On paper, John Kerry’s higher education plan exhibits a
far-reaching ambition that dwarfs the campaign proposals set forth
by the Bush campaign. While President Bush is focused on the same
marginal increases in Pell Grants he promised four years ago, Kerry
has proposed a sweeping national service plan that, if fully
funded, would cover tuition costs for hundreds of thousands of
students across the country. The plan, which hands out federal
grants to students who agree to participate in at least two years
of community service, aims to reach nearly 500,000 students
nationwide. Along with his bold national service plan, Kerry has
also called for a $4,000 tax credit for parents with college-age
students, as well as a $10 billion block grant for states that
agree to cap tuition at or below the rate of inflation.

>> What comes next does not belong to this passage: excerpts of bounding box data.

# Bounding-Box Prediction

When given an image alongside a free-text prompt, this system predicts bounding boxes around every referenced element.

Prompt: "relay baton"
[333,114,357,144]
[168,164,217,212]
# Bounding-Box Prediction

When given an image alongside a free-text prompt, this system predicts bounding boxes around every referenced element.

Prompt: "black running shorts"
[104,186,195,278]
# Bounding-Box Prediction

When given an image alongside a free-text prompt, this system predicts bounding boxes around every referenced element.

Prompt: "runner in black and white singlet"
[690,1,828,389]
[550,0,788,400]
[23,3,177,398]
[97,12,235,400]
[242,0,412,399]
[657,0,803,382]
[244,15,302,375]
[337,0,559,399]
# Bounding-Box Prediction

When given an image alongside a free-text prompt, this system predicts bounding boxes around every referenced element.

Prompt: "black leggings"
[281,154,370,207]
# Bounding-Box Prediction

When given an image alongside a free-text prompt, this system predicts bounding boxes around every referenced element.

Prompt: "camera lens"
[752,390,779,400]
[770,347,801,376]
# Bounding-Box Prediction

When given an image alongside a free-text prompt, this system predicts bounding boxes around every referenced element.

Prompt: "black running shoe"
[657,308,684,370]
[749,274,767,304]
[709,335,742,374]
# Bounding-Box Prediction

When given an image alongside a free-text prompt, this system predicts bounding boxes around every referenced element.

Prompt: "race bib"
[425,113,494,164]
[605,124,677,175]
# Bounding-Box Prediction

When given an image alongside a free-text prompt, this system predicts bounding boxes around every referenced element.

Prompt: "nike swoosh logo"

While Kerry’s education plan is commendable, it remains to
be seen whether Kerry can muster the fundraising capacity to
finance it while simultaneously sustaining his pledge to cut the
budget deficit in half over the next five years. To his credit,
Kerry has argued that an overhaul of the student loan process, one
that would close lending loopholes and force banks to bid for
student loans in an auction-style format, would pay for the bulk of
his higher education plan. He says the shake up will yield an extra
$14 billion over the next 41 years.

If the Kerry campaign has its numbers straight, and its
broad-scale higher education initiative has a reliable grounding in
fiscal reality, it may very well prove the long-sought solution to
the scarcity of affordable college education in the United States.
Unfortunately, Kerry’s service plan is a scaled back version
of the original proposal. Nonetheless, there is no question that
Kerry’s plans to help make college more affordable will have
a much more positive effect than Bush’s.